The ABA also provided 10TV with data and advice for consumers:
ABA’s most recent check fraud data:
- U.S. Banks Prevented $ 22.3 Billion in Deposit Account Fraud Attempts in 2018
- While total deposit account fraud attempts reached $ 25.1 billion in 2018, bank prevention measures halted nearly $ 9 in every $ 10 of attempted fraud.
- According to the report, check fraud accounted for 47%, or $ 1.3 billion, of the industry’s deposit account fraud losses, followed closely by debit card fraud losses at 44%, or $ 1.2 billion. The remaining 9%, or $ 265 million, of losses was attributed to electronic banking transactions, including bill payments, P2P transfers, wire transfers and ACH transactions.
- Total check fraud attempts increased to $ 15.1 billion and accounted for 60% of deposit account fraud attempts.
- Report any suspected fraud to your bank immediately.
- Use online banking to protect yourself. Regularly monitor your financial accounts for fraudulent transactions. Sign up for your bank’s SMS or email alerts for certain types of transactions, such as online purchases or transactions over $ 500. Also, consider making and receiving payments electronically through online bill payment and other options.
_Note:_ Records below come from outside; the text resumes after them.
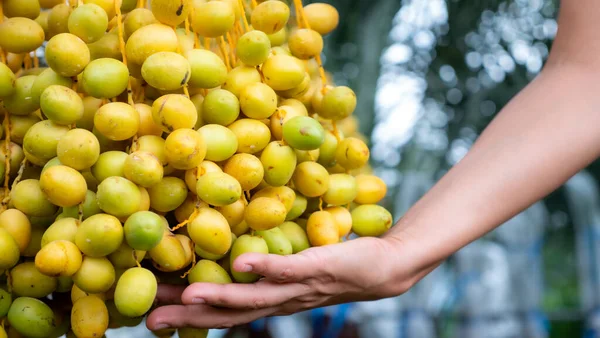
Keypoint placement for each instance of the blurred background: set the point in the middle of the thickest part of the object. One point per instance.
(430, 75)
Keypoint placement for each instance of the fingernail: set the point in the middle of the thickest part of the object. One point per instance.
(160, 326)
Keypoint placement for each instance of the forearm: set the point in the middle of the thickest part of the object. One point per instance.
(541, 138)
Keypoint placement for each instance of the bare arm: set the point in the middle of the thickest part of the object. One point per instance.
(545, 135)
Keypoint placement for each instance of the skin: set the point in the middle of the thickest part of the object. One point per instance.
(544, 136)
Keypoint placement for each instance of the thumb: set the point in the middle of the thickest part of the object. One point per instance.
(282, 269)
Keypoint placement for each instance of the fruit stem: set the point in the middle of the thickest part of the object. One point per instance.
(22, 167)
(303, 23)
(187, 26)
(185, 89)
(244, 18)
(27, 61)
(80, 212)
(139, 96)
(336, 132)
(193, 265)
(6, 155)
(321, 73)
(231, 45)
(262, 77)
(36, 60)
(191, 218)
(224, 52)
(74, 86)
(191, 22)
(8, 281)
(122, 48)
(135, 259)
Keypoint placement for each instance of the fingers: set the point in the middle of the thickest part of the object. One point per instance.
(278, 268)
(263, 294)
(169, 294)
(201, 316)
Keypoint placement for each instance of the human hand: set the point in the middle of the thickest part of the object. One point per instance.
(357, 270)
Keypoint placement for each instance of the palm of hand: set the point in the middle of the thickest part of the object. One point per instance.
(352, 271)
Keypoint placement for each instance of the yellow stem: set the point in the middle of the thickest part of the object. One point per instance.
(8, 281)
(17, 179)
(122, 48)
(191, 218)
(187, 26)
(193, 265)
(7, 152)
(80, 212)
(74, 85)
(244, 19)
(191, 21)
(336, 132)
(185, 89)
(224, 52)
(321, 74)
(27, 60)
(137, 262)
(36, 60)
(300, 17)
(231, 45)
- Beware of phishing scams. Never give out personal financial information in an email or over the phone unless you initiated the contact.
- Monitor your credit report. Order a free copy of your credit report every four months from one of the three credit reporting agencies at annualcreditreport.com.
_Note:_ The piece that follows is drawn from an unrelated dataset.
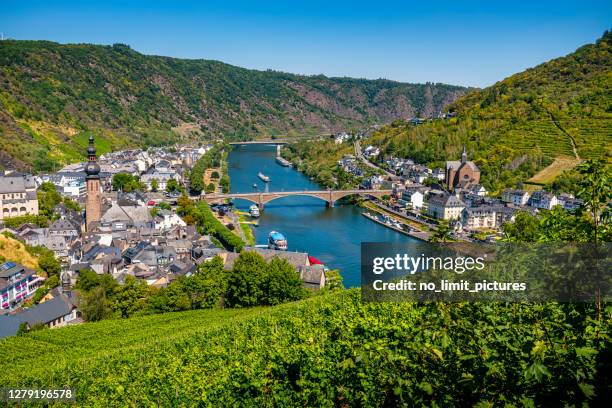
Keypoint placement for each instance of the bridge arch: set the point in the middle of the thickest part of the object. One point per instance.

Counterfeit checks remain one of the most common instruments used to commit fraud against consumers. Before you deposit a unexpected check or wire funds to an unknown recipient, here’s what you need to know:
How do fake check scams work?
There are many variations of the scam. It usually starts with someone offering to:
- Buy something that you have listed for sale
- Pay you to work from home
- Give you an “advance” on a raffle where you won
- Give you the first installment of the millions you will receive for agreeing to transfer money in a foreign country to your bank account for safekeeping
Scammers give you a check or money order for more than the amount owed to you and ask you to return the excess funds to them before they receive your lump sum payment. After you send the money, you find out that the check or money order is forged.
Tips for avoiding fake check scams:
- Even if the check is âcashedâ, you may not be in good standing. Federal law requires banks to make deposited funds available quickly, but just because you can withdraw the money doesn’t mean the check is good, even if it is a cashier’s check. or a warrant. If you have questions about whether the check is good or not, talk to your banker. Be sure to explain the source of the check, the reasons it was sent to you, and if you are being asked to wire money.
- Don’t be fooled by the appearance of the check. Scammers use sophisticated technology to create counterfeit checks that mirror the appearance of legitimate checks. Some are counterfeit money orders, some are fake cashier’s checks, and some appear to be from legitimate business accounts. The companies whose names appear may be real, but someone has forged the checks without their knowledge.
- Never âpay to playâ. There is no legitimate reason for someone giving you money to ask you to wire money or send you more than the correct amount – this is a red flag that they this is a scam. If a stranger wants to pay you something, demand a cashier’s check for the exact amount, preferably from a local bank or local branch.
- Do not respond to online solicitations for “easy money”. Social media scams like card cracking can offer âquick ways to make some extra money,â but keep in mind that easy money is rarely legal money.
- Verify the requester before transferring or issuing a check. It’s important to know who you’re sending money to before you send it. Just because someone contacted you doesn’t mean it’s a trusted source.
- Report any suspected fraud to your bank immediately. Bank staff are experts in spotting fraudulent checks. If you think someone is trying to withdraw a fake check, don’t deposit it, report it. Contact your bank and report it to the Federal Trade Commission or the Better Business Bureau Scam Tracker.